Solved: Re: R81 SmartConsole Access issue after install of...

Jerry · ‎2023-02-10

Build 564 (new SC was tried), old 563 was attempted as well, same stuff, same error.

my Customer have tried everything, from restarting the CPD to restarting FWM and finally the whole device.
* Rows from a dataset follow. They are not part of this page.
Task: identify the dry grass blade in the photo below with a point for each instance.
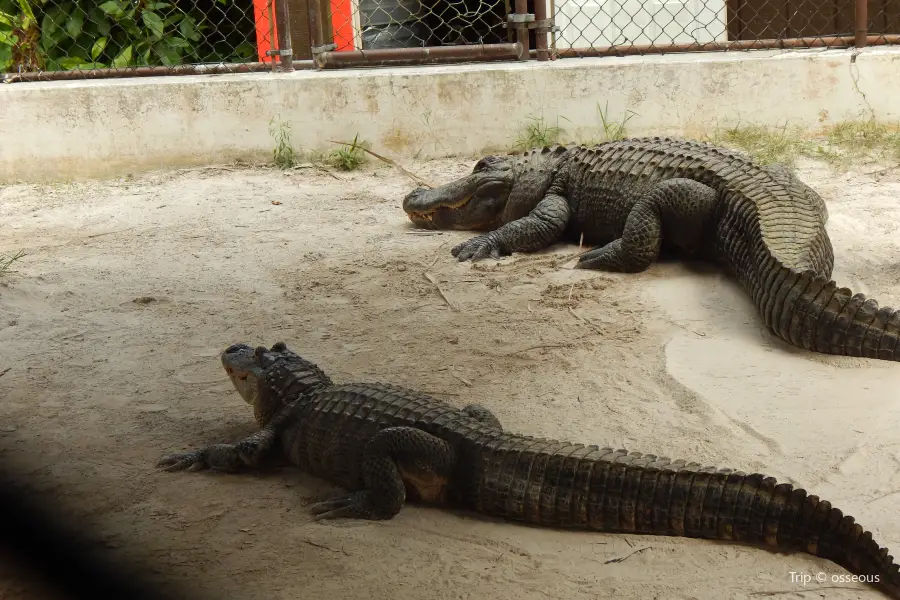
(6, 263)
(434, 282)
(387, 160)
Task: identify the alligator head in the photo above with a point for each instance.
(474, 202)
(268, 379)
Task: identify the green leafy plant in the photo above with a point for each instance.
(537, 134)
(283, 154)
(81, 34)
(613, 131)
(349, 156)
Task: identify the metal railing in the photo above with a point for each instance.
(71, 39)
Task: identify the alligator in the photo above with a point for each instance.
(385, 444)
(635, 198)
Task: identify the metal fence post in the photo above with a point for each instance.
(317, 34)
(283, 27)
(520, 20)
(862, 23)
(542, 27)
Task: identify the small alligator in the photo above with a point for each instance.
(636, 197)
(384, 444)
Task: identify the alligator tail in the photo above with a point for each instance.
(814, 313)
(626, 492)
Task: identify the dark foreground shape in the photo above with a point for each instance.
(634, 197)
(385, 444)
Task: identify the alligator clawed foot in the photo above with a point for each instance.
(476, 248)
(355, 505)
(191, 461)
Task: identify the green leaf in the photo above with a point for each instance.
(99, 19)
(5, 57)
(7, 19)
(177, 42)
(168, 56)
(98, 47)
(113, 8)
(154, 23)
(124, 57)
(189, 30)
(52, 32)
(71, 62)
(75, 23)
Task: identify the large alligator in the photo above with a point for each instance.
(384, 444)
(633, 197)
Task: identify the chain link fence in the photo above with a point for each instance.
(124, 37)
(584, 27)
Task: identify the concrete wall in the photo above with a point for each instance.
(84, 129)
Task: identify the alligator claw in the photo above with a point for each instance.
(482, 246)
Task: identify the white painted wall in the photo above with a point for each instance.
(83, 129)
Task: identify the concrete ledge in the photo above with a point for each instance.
(89, 129)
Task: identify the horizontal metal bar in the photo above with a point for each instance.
(438, 54)
(796, 43)
(212, 69)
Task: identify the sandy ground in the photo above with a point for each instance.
(111, 329)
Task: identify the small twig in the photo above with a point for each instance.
(538, 347)
(326, 171)
(409, 174)
(880, 171)
(566, 258)
(206, 168)
(433, 281)
(876, 499)
(586, 320)
(110, 232)
(324, 547)
(622, 558)
(463, 379)
(810, 590)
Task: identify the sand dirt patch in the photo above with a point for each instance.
(131, 288)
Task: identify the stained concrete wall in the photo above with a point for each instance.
(84, 129)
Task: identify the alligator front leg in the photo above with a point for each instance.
(394, 458)
(683, 207)
(253, 451)
(540, 228)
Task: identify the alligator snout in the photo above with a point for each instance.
(412, 197)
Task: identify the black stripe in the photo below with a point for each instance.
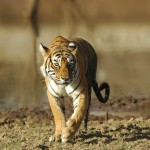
(78, 95)
(46, 66)
(76, 86)
(55, 91)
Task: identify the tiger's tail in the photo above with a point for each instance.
(97, 89)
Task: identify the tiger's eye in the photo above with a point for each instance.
(72, 45)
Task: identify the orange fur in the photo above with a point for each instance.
(69, 69)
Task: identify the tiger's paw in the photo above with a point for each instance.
(67, 134)
(55, 138)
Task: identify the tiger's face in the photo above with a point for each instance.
(60, 64)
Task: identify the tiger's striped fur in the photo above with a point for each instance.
(69, 69)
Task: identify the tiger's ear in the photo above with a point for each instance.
(72, 47)
(44, 50)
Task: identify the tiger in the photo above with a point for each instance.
(69, 70)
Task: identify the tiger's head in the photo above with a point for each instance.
(59, 60)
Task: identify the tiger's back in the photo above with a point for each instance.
(69, 69)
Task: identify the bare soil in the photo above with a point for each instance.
(125, 126)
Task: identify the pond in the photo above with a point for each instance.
(123, 51)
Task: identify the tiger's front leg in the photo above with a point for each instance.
(80, 107)
(57, 107)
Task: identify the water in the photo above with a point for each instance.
(123, 51)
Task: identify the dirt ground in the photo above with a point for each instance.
(124, 126)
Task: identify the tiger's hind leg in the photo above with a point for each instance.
(87, 112)
(57, 108)
(73, 124)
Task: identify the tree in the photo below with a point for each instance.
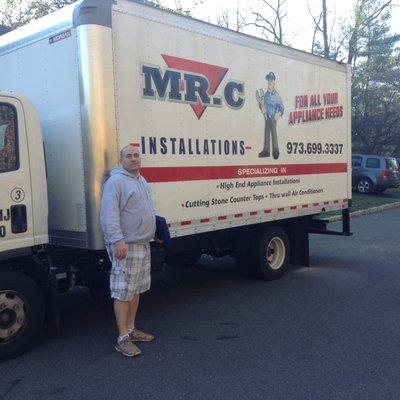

no luck, you have full firewall running, fwd make logs, cod works and your security is in place however, you've got no chance to open your SmartConsole with above error and you have no technical capabilities to bring the FWM alive again. Any clues from the R&D or yourself folks?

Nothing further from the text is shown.